A former Disney Imagineer – someone who designs and constructs the theme parks – has thrown open the door on some of Disney World’s magical secrets.
Now, anyone who is a fan of the Florida parks knows that there’s plenty more than meets the eye at the happiest place on earth.
From hidden props on Main Street to the smells pumped out around the theme parks you could spend the whole day hunting down little quirks.
But, now a park designer who worked at Walt Disney World for eight years has shared some of her favourite secrets with Insider.
Firstly, it’s true that there are lots of hidden “tunnels” under the Magic Kingdom and Epcot.
But, it turns out that they’re not actually underground because the entire park actually sits on the second floor of the property – with the tunnels being the first.
Known as “utilisers” the tunnels allow employees, characters and merch to be moved around as well as rubbish and food to be transferred and collected. Using tunnels means the magic isn’t broken by staff lugging dustbins around or characters removing their heads!
You can take a tour of the tunnel system by buying a Keys to the Kingdom tour for $99.
Walt’s last dream
Before the famous Disney founder passed away he started work on Epcot – also known as Experimental Prototype Community of Tomorrow.
But, apparently, it wasn’t meant to be just a theme park.
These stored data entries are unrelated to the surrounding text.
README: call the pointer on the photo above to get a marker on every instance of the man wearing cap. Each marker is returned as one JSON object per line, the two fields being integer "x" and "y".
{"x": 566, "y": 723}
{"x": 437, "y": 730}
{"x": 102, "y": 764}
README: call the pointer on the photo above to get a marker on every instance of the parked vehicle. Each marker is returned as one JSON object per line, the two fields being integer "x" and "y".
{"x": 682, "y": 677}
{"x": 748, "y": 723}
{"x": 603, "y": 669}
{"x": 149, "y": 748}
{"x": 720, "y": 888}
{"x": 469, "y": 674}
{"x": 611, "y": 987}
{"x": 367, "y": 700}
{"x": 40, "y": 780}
The imagineer explained that Walt wanted to build a fully functioning community inside an air-conditioned dome to show how people could live an “ideal way of life”.
The residents would use all the latest tech for fun, transport, markets and housing.
Sadly, when Walt died in 1966 the idea was scrapped.
Rides are 66-years-old
The ex-worker explained that all of Disneyland California’s opening day rides are still being used 66 years after first being used.
The secondary park was built in 1955 and you can still hop on original rides like the Jungle Cruise, Autopia and Snow White’s Scary Adventures.
The oldest ride at Disney World Florida is the Prince Charming Regal Carrousel because it was originally built by The Philadelphia Toboggan Company in 1917 before moving to the Magic Kingdom in 1971.